I felt something in me harden. I was pretty sure it was my heart. "And can I expect that to be a week or a thousand years? As quick as Dain will let you? Or as quick as it takes Dain to do the minimum of what he must?"

"Yana," Ninleyn said softly, reaching for me, but I took a step back, shaking my head.

"No. No, I'm sure I'll be fine. So long as he's not expecting me to be in one piece when he gets back. As long as he doesn't care if I'm insane, unhappy, lonely, imprisoned. Have a wonderful time," I said, my voice heavy with sarcasm.

"Yana, he has to return," Phin said.

"It might not kill him..." Venali started, then didn't seem to know how to continue.

"But we've never tested the limits this far," Ninleyn finished for him.

I reinforced that new wall, the new armour, around my heart. Logically, I knew that Dain had to return to the Darkrealm. I may not have understood all the implications, but plenty of sidhe had told me it was something he had to do regularly or there would be problems. Problems that I was guessing started with that unshakable shroud of shadow.

I didn't give a shit just then.

"I will let you get on, then," I said, unable to keep the ice, newly forged around my heart, from seeping into my voice. "It would be such a shame if Dain had to suffer in silence alone."

Without fully realising what I was doing, I felt the shadows engulf me and I swept back up to my room.

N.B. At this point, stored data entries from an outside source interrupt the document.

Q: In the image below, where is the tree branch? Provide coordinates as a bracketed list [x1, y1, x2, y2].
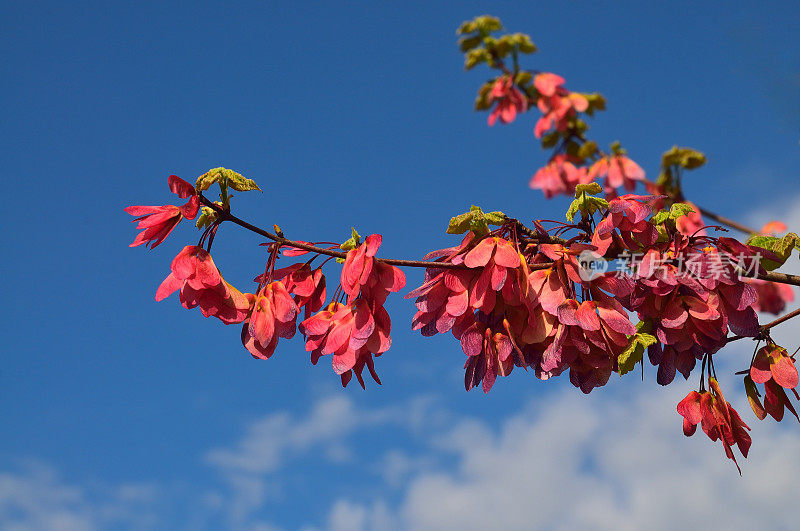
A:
[756, 270, 800, 288]
[727, 306, 800, 343]
[697, 205, 760, 235]
[199, 195, 556, 271]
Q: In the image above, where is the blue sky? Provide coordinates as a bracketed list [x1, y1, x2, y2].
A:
[2, 1, 800, 529]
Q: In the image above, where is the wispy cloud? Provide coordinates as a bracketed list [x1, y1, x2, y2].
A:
[0, 461, 161, 530]
[202, 394, 445, 528]
[304, 193, 800, 531]
[318, 383, 800, 531]
[5, 196, 800, 530]
[3, 380, 799, 530]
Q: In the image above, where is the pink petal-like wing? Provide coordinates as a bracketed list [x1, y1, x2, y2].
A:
[367, 328, 392, 354]
[351, 303, 376, 342]
[460, 326, 483, 357]
[685, 296, 720, 321]
[270, 282, 298, 323]
[761, 221, 787, 235]
[494, 334, 513, 362]
[499, 101, 516, 124]
[469, 265, 493, 310]
[490, 264, 507, 291]
[556, 299, 580, 326]
[125, 205, 169, 217]
[588, 158, 608, 181]
[597, 305, 636, 335]
[727, 307, 759, 337]
[405, 275, 441, 300]
[192, 252, 223, 289]
[661, 299, 688, 329]
[487, 109, 499, 126]
[492, 241, 520, 268]
[621, 157, 645, 181]
[332, 348, 357, 375]
[772, 355, 799, 389]
[168, 175, 196, 198]
[533, 114, 553, 139]
[324, 315, 353, 355]
[445, 270, 474, 292]
[606, 158, 624, 189]
[764, 380, 785, 422]
[364, 234, 383, 257]
[575, 302, 601, 331]
[358, 256, 374, 288]
[179, 195, 200, 219]
[463, 238, 496, 268]
[533, 72, 565, 97]
[385, 264, 406, 292]
[446, 290, 469, 317]
[171, 246, 200, 280]
[155, 273, 182, 301]
[341, 246, 365, 296]
[275, 317, 297, 340]
[242, 321, 278, 360]
[482, 362, 497, 393]
[248, 299, 275, 347]
[300, 310, 333, 337]
[282, 242, 313, 257]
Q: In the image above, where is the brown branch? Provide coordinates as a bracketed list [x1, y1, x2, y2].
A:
[761, 306, 800, 332]
[200, 196, 800, 344]
[727, 306, 800, 343]
[202, 196, 800, 286]
[643, 173, 760, 235]
[198, 195, 555, 271]
[696, 206, 760, 235]
[756, 270, 800, 287]
[505, 216, 567, 245]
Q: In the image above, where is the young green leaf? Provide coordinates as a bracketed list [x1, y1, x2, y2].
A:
[195, 206, 218, 230]
[618, 332, 657, 376]
[447, 206, 506, 235]
[746, 232, 800, 271]
[744, 375, 767, 420]
[195, 167, 261, 193]
[340, 227, 362, 251]
[574, 182, 602, 198]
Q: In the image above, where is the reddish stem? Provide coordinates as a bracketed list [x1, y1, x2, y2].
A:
[696, 206, 760, 235]
[727, 306, 800, 343]
[198, 195, 555, 271]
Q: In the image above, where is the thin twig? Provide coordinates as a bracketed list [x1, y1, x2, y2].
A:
[757, 270, 800, 287]
[761, 306, 800, 331]
[727, 306, 800, 343]
[696, 206, 760, 235]
[504, 216, 567, 244]
[637, 175, 760, 235]
[199, 195, 555, 270]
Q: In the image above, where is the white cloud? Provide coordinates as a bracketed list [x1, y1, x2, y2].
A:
[3, 382, 798, 531]
[746, 192, 800, 348]
[204, 394, 443, 476]
[0, 462, 160, 530]
[311, 192, 800, 531]
[0, 395, 447, 531]
[5, 196, 800, 531]
[202, 393, 446, 529]
[205, 396, 358, 475]
[746, 191, 800, 254]
[319, 383, 800, 531]
[374, 450, 437, 488]
[202, 395, 374, 527]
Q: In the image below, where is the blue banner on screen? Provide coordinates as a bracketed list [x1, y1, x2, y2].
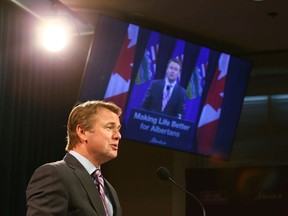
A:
[124, 108, 195, 151]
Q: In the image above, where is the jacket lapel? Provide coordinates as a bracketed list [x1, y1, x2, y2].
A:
[64, 153, 106, 216]
[104, 179, 122, 216]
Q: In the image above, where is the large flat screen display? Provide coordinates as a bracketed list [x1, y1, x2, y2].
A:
[79, 15, 252, 159]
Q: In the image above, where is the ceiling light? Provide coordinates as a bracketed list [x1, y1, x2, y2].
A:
[41, 20, 69, 52]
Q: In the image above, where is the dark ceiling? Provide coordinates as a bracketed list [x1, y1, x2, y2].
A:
[12, 0, 288, 77]
[58, 0, 288, 70]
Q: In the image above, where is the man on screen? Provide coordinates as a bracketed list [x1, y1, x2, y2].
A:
[141, 58, 186, 119]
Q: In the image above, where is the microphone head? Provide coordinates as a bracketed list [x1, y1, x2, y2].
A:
[156, 167, 171, 180]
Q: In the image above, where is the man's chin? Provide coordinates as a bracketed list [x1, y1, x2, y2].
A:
[110, 151, 118, 158]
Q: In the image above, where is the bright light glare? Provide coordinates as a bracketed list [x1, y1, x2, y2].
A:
[42, 22, 69, 52]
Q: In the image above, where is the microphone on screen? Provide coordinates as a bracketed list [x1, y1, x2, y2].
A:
[156, 167, 206, 216]
[166, 84, 171, 91]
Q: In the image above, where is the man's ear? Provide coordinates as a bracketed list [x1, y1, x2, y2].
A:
[76, 125, 88, 143]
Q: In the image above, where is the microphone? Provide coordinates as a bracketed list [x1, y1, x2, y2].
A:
[157, 166, 171, 180]
[166, 85, 171, 91]
[156, 167, 206, 216]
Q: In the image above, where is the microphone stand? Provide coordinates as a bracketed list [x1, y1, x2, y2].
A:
[168, 177, 206, 216]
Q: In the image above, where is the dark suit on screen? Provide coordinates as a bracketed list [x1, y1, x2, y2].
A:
[142, 79, 186, 118]
[26, 153, 122, 216]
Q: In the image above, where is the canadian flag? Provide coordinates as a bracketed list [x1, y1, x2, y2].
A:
[197, 53, 230, 154]
[104, 24, 139, 110]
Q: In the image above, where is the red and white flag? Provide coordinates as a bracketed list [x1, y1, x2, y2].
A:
[197, 53, 230, 154]
[104, 24, 139, 110]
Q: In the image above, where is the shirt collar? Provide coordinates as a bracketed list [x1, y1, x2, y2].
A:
[69, 150, 98, 175]
[165, 78, 177, 88]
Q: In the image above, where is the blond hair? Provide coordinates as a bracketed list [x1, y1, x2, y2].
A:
[65, 100, 121, 151]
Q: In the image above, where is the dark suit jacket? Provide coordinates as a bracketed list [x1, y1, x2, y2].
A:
[26, 153, 122, 216]
[142, 80, 186, 118]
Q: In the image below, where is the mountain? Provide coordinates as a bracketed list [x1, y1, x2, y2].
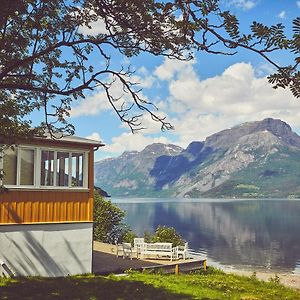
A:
[94, 143, 183, 197]
[95, 118, 300, 198]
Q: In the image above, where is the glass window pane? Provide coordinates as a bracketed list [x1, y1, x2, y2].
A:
[71, 153, 83, 187]
[57, 152, 69, 186]
[3, 147, 17, 185]
[20, 149, 35, 185]
[41, 150, 54, 186]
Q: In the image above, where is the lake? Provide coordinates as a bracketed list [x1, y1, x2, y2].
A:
[112, 198, 300, 274]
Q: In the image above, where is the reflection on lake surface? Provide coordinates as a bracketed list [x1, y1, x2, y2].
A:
[113, 198, 300, 274]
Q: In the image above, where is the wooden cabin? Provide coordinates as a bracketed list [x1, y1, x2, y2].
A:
[0, 135, 103, 277]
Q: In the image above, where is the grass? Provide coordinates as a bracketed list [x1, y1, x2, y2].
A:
[123, 268, 300, 300]
[0, 268, 299, 299]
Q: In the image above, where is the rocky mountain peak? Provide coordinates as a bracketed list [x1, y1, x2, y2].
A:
[239, 118, 292, 137]
[205, 118, 299, 149]
[141, 143, 183, 156]
[120, 150, 139, 160]
[186, 141, 204, 156]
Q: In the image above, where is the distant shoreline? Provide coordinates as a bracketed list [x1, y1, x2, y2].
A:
[201, 257, 300, 290]
[111, 197, 300, 203]
[222, 267, 300, 290]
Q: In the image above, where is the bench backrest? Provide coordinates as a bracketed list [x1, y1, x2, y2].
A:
[122, 243, 132, 251]
[178, 242, 188, 251]
[144, 243, 172, 251]
[134, 238, 144, 247]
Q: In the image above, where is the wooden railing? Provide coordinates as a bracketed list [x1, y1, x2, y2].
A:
[142, 259, 207, 275]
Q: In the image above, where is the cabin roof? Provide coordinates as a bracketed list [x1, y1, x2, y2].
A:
[37, 133, 105, 147]
[0, 132, 105, 148]
[45, 134, 104, 146]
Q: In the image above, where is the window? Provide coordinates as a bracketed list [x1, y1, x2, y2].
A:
[41, 150, 54, 186]
[72, 153, 83, 187]
[3, 147, 17, 185]
[20, 148, 35, 186]
[1, 146, 88, 189]
[57, 152, 69, 187]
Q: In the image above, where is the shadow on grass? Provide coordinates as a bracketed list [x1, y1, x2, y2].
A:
[0, 276, 193, 300]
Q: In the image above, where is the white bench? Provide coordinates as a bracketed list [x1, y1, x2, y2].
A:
[140, 243, 178, 261]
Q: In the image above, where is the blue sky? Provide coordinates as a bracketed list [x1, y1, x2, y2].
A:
[63, 1, 300, 161]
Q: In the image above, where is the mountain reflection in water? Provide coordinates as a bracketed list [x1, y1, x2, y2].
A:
[113, 199, 300, 274]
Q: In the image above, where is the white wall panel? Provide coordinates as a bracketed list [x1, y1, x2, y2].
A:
[0, 222, 93, 277]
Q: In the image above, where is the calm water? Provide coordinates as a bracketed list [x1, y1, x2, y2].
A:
[112, 198, 300, 274]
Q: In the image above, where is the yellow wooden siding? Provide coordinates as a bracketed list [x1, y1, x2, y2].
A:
[0, 190, 93, 224]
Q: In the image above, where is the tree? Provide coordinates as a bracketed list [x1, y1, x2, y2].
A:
[0, 0, 299, 141]
[93, 191, 134, 243]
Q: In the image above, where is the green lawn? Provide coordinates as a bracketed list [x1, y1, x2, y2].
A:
[0, 268, 299, 299]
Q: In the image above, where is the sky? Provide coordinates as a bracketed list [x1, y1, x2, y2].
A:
[63, 1, 300, 161]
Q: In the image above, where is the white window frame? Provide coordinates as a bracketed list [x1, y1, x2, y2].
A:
[1, 145, 89, 190]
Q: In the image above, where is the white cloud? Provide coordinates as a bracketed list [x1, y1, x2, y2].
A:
[228, 0, 256, 10]
[103, 132, 173, 154]
[278, 10, 286, 19]
[86, 132, 102, 141]
[297, 1, 300, 8]
[78, 59, 300, 159]
[99, 61, 300, 157]
[131, 67, 156, 89]
[74, 7, 109, 36]
[154, 58, 196, 81]
[79, 18, 108, 35]
[138, 113, 170, 134]
[161, 62, 300, 148]
[71, 65, 160, 117]
[71, 89, 111, 117]
[76, 7, 109, 36]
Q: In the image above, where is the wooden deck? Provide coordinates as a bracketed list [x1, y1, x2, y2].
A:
[93, 241, 207, 275]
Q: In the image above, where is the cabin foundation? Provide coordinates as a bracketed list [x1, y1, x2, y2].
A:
[0, 222, 93, 277]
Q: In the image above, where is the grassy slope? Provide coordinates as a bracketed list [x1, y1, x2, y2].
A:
[203, 148, 300, 198]
[0, 268, 299, 300]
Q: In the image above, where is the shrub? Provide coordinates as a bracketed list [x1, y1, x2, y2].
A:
[122, 227, 137, 244]
[151, 225, 184, 246]
[143, 231, 153, 243]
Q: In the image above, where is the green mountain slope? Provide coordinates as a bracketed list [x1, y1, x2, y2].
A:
[203, 147, 300, 198]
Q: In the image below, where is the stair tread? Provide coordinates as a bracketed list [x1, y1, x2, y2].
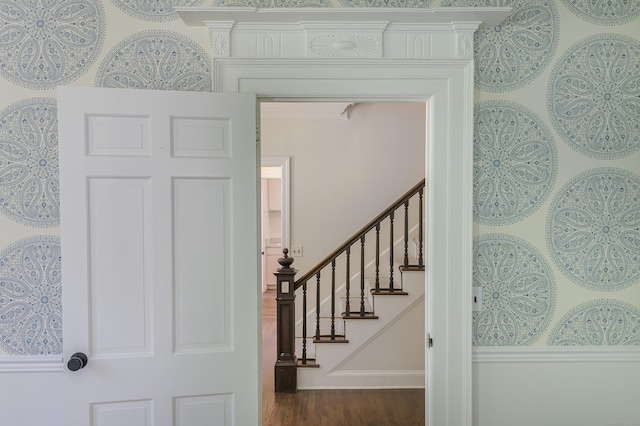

I spent the day locked in there alone, stewing with my thoughts. Thoughts that swirled with abandonment. Because that was what Dain had done. He'd abandoned me. He bound me to him, he brought me to this place, he'd made me reliant on him, and then he'd just up and abandoned me without a single word. I was left in this prison, that Dain had been unable to save me from.

It clawed at me. At my heart. At my soul.

Pain.

Fear.

Alone.

I had controlled my fear for so many years after that night in Aclad. I had managed to master it. Rise above it. Fear hadn't touched me until Dain bound us. And now, all I felt was fear and loneliness and the aching hole of pain twisting and spinning and reaching for that abyss inside me.

Shadows railed around me in the room, full of the creatures who called them home. A visceral embodiment of my emotions. Controlled but uncontrolled. They wouldn't leave me, they protected me; woe to anyone who entered this room without my permission.